Caleb Plant is never short of finding an enemy in the super middleweight division.
It’s never personal, although he wonders if that’s the case for Anthony Dirrell.
The rise of the battle of former super middleweight title holders has been nothing short of contentious. This is normal for both fighters, although Plant detects a pattern from his next opponent.
“I definitely feel there’s a lot of jealousy out there,” Plant told BoxingScene.com and other reporters on a Zoom conference call to discuss their upcoming WBC title eliminator. “He can get mad, he can hate me and feel whatever he wants. He’s not a bully. He likes to act like a bully but sells a lot of wolf tickets.
“I don’t care where he comes from or what he says. He and his team are barking, they’ve been doing this for seven years and still not where they want to be. It means nothing to me.
Plant-Dirrell takes place on October 15 as part of a Fox Sports Pay-Per-View event from the Barclays Center in Brooklyn, New York. The fight serves as the mainstay of semifinal heavyweight title eliminator Deontay Wilder-Robert Helenius WBC.
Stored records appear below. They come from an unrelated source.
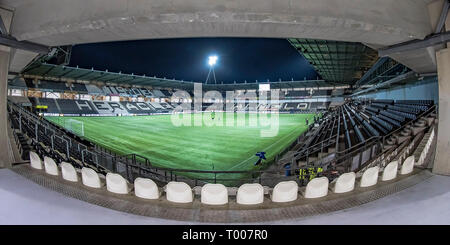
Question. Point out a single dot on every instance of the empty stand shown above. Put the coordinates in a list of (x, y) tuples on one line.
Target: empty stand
[(250, 194)]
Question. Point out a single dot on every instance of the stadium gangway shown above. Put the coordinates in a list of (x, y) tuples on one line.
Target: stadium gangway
[(340, 156)]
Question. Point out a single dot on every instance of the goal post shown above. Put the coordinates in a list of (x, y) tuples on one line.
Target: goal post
[(74, 126)]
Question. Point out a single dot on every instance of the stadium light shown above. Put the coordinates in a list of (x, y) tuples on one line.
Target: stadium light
[(212, 60)]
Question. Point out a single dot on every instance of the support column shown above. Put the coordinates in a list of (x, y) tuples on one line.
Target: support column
[(5, 53), (442, 158), (4, 138)]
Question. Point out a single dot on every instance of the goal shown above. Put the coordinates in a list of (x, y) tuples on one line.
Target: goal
[(74, 126)]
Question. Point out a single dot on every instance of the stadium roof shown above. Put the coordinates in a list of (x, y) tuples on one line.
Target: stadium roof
[(80, 74), (336, 61)]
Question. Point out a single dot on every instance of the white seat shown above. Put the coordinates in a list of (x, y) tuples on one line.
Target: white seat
[(146, 188), (50, 166), (115, 183), (408, 165), (370, 177), (345, 183), (214, 194), (285, 191), (390, 171), (179, 192), (317, 187), (250, 194), (90, 178), (68, 172), (35, 160)]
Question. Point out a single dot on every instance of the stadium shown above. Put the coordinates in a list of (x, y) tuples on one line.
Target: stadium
[(298, 113)]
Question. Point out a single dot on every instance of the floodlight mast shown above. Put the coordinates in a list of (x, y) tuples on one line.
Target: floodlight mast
[(212, 60)]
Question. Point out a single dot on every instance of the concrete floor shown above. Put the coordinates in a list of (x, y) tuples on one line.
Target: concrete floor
[(24, 202)]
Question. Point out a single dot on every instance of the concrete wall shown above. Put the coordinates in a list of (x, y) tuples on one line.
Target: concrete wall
[(428, 89), (60, 22)]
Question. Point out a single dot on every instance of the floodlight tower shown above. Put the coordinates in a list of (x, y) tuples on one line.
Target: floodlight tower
[(212, 60)]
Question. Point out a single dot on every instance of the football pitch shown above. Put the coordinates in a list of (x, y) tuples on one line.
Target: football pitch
[(217, 147)]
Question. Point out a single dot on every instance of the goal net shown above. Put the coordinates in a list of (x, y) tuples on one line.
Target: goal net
[(74, 126)]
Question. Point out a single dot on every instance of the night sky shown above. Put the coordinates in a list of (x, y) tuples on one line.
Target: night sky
[(186, 59)]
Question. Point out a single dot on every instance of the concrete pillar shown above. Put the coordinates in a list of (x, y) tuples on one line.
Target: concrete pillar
[(442, 159), (6, 155), (4, 138)]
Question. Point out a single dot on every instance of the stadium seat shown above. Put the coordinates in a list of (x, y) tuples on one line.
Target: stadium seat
[(250, 194), (90, 178), (146, 188), (68, 172), (50, 166), (390, 171), (370, 177), (407, 166), (317, 187), (285, 191), (178, 192), (214, 194), (35, 160), (345, 183), (115, 183)]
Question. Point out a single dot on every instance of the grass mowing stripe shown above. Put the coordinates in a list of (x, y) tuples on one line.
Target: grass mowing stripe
[(190, 147)]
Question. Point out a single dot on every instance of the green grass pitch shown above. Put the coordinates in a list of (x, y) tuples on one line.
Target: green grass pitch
[(193, 147)]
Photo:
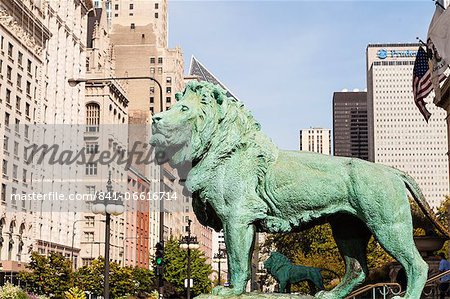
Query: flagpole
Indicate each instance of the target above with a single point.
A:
(439, 4)
(422, 42)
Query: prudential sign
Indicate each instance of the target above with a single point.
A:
(383, 54)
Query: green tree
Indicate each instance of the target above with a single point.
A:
(144, 280)
(176, 269)
(123, 281)
(48, 275)
(90, 278)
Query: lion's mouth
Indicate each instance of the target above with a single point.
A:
(159, 140)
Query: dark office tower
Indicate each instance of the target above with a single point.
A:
(350, 130)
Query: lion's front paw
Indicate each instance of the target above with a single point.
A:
(224, 291)
(325, 295)
(277, 225)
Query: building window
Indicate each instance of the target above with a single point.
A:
(89, 236)
(3, 196)
(17, 125)
(25, 154)
(19, 80)
(29, 66)
(90, 190)
(18, 103)
(10, 49)
(87, 261)
(92, 148)
(15, 168)
(6, 119)
(5, 167)
(9, 73)
(8, 96)
(5, 143)
(89, 221)
(92, 117)
(19, 58)
(91, 168)
(28, 90)
(16, 148)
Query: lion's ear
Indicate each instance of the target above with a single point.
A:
(218, 95)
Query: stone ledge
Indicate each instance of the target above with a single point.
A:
(256, 295)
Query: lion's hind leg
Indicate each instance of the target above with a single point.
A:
(352, 244)
(396, 237)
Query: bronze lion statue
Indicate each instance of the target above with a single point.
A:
(242, 183)
(285, 273)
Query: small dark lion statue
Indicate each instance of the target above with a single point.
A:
(285, 273)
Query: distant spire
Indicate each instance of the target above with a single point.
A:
(199, 70)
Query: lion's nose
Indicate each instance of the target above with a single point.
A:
(156, 119)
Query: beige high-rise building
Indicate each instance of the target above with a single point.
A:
(62, 109)
(35, 65)
(316, 140)
(106, 131)
(398, 134)
(21, 64)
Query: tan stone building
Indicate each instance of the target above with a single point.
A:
(42, 45)
(139, 35)
(106, 131)
(21, 64)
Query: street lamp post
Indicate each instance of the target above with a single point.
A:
(189, 242)
(73, 238)
(109, 204)
(218, 257)
(74, 82)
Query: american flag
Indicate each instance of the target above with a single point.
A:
(422, 85)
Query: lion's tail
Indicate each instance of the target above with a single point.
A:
(419, 198)
(330, 271)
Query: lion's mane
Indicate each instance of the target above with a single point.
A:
(223, 127)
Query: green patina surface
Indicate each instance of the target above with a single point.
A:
(242, 183)
(256, 295)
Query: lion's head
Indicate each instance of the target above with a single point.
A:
(275, 261)
(204, 119)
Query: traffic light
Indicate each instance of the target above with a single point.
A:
(159, 254)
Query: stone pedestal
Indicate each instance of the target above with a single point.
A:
(256, 295)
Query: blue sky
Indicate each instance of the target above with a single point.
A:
(284, 59)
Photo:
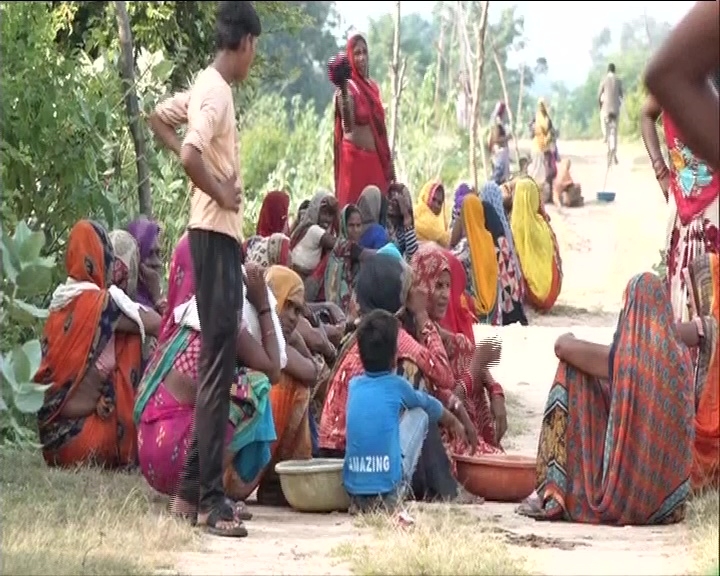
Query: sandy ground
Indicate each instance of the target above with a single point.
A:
(602, 246)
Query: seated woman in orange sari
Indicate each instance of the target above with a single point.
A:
(608, 404)
(290, 395)
(92, 357)
(165, 403)
(483, 400)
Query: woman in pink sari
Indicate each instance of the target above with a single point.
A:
(164, 406)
Both Plant and Dirrell return after a 49-week layoff, having previously competed in separate fights on the same show on Nov. 6 at the MGM Grand Garden Arena in Las Vegas.
Plant (21-1, 12KO) suffered his only career loss, as he was knocked out by Saul ‘Canelo’ Alvarez in the eleventh round of their undisputed super middleweight championship atop a Showtime Pay-Per-View. The co-feature saw Dirrell (34-2-2, 25 KOs) pick up a fourth-round knockout of fringe contender Marcos Hernandez, who went up in weight. The victory was the first for Dirrell since becoming a two-time list title winner in a technical decision victory over Avni Yildirim in February 2019 to regain the WBC super middleweight title.
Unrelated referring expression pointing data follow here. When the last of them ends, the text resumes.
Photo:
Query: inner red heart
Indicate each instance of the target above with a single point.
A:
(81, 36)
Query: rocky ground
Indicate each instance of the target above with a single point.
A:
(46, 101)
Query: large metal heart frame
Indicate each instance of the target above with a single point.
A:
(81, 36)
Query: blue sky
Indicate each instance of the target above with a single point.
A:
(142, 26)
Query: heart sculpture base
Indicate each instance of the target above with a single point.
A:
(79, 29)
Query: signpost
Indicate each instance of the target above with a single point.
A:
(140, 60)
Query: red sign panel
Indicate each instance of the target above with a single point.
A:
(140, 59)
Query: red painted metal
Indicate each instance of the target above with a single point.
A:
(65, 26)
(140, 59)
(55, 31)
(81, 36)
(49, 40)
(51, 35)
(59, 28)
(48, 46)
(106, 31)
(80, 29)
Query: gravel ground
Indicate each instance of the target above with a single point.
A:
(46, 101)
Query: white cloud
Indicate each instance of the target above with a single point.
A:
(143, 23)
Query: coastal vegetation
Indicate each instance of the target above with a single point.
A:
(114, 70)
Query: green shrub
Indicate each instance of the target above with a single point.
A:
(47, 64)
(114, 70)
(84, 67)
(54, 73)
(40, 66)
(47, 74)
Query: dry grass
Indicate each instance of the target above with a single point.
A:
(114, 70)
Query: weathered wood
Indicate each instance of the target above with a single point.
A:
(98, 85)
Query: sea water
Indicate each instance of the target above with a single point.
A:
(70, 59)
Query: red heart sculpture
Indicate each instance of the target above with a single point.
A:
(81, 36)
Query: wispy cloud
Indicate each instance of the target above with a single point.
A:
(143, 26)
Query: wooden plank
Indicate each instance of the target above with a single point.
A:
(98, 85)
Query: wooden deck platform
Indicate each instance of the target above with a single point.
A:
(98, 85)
Caught between the two, a stoppage loss to David Benavidez (26-0, 23 KOs) and a disappointing twelve-round draw with middleweight Kyrone Davis, who moved up in weight for his February 2021 semi-final knockout. .
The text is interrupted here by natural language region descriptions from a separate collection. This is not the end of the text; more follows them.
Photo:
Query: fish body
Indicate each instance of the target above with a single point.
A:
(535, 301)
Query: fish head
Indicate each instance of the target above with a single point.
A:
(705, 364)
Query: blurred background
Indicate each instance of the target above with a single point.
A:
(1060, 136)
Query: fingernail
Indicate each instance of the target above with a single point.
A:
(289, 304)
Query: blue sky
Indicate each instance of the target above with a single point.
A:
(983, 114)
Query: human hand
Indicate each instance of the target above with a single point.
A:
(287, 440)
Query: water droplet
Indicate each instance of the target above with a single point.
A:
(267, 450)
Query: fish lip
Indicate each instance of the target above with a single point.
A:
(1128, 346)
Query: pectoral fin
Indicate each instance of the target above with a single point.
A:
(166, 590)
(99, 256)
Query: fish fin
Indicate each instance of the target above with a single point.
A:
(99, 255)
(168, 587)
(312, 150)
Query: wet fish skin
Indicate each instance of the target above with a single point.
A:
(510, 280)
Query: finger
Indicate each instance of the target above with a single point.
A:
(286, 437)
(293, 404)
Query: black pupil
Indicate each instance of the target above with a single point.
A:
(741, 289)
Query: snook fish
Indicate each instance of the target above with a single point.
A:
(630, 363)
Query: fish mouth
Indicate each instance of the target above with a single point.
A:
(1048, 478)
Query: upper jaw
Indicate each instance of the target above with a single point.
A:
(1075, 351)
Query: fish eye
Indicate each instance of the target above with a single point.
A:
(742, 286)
During that same span, Plant won the IBF super middleweight title and made three defenses. Dirrell twice lost the WBC belt in his first title defense during both reigns.
Although there has never been a clear shot in a title unification bout, Plant and Dirrell have not shied away from shooting each other over the years. The two had a lot to say once their fight was finally signed, trading harsh words during the announcement press in Brooklyn. Both insist it was just shop talk, though Dirrell has a deeper history of expressing contempt for Plant.
“I really don’t feel any kind of way about him. He can say whatever he wants to say,” insists Plant. “He sells a lot of wolf tickets and barks a lot. But its bite is not close to what its bark is. His whole team, the same guys have barked alongside him for the past seven years, but he’s never been able to defend his title.
“In his last fight, he knocked out Marcos Hernandez…a bloated middleweight who was getting stopped at 154 pounds. If you stop at 154 pounds…you know. We’re not even in the same galaxy as (Hernandez). He had a draw with Kyrone (Davis) – who is a good fighter but is fighting at middleweight – in the fight before that. The list is lengthened increasingly. He barks a lot and shouts a lot. But when was the last time he beat a super middleweight?